Introduction

Cancer is a leading cause of death worldwide with the lowest success rate of clinical trials among all complex diseases. In an analysis of clinical trials from 2000 to 2015, the overall probability (defined by Wong et al. 1) of a drug successfully moving from phase I to approval was merely 3.4% in oncology, but for trials that used biomarkers for patient selection, the probability of success was significantly improved1. With increasing number of newly discovered drugs and potential biomarkers to investigate, it is extremely difficult to test and compare all dose levels, therapy combinations, and predictive biomarkers for each cancer type via clinical trials, which necessitates development of computational tools to accelerate the process.

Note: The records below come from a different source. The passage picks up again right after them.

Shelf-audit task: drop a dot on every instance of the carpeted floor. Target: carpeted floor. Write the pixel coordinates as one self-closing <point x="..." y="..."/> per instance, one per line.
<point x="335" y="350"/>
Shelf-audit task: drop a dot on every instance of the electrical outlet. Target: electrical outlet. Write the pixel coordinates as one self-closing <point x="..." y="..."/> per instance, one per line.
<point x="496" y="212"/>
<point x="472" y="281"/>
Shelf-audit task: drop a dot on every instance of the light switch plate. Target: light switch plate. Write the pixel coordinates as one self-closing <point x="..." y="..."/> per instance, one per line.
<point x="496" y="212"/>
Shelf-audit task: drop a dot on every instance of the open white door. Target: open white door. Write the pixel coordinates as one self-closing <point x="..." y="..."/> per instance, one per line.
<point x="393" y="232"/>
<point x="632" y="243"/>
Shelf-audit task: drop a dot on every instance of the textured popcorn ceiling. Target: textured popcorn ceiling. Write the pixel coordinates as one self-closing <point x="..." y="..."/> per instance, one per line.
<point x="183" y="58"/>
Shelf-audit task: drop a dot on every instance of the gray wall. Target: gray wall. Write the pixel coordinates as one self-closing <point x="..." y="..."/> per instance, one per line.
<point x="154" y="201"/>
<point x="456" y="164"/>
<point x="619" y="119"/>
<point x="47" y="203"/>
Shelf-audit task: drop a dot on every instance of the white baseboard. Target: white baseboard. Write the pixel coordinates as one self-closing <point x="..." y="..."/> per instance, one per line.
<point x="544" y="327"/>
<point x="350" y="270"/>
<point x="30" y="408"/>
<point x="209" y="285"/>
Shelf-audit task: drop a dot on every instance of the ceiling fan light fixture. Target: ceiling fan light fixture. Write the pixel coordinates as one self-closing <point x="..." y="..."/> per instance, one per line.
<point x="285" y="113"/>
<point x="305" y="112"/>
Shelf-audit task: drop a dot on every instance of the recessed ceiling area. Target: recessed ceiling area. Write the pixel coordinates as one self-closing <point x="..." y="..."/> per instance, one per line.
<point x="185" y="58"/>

Since 1990s, mathematical models have and continue to play important roles in drug development as a cost-efficient tool to inform clinical trial design (i.e., model-informed drug development or MIDD)2. Semi-mechanistic approaches like pharmacokinetic-pharmacodynamic (PKPD) models started first to accompany regulatory submissions, and, with advancing mechanistic understanding of pathophysiology and increasing computational power, mechanistic models, such as physiologically-based pharmacokinetic (PBPK) and quantitative systems pharmacology (QSP) models, were developed2,3. From 2013 to 2020, the US Food and Drug Administration has received a rising number of new drug applications with the support of QSP models, more than one fifth of which were for oncologic diseases4. Therefore, hypothesis-driven mechanistic QSP modeling has begun to play a critical role in predicting effectiveness of newly discovered drugs and determining the optimal dosage to assist clinical trial design via clinical trial simulation (i.e., in silico/virtual clinical trial)4,5,6,7 with virtual patients.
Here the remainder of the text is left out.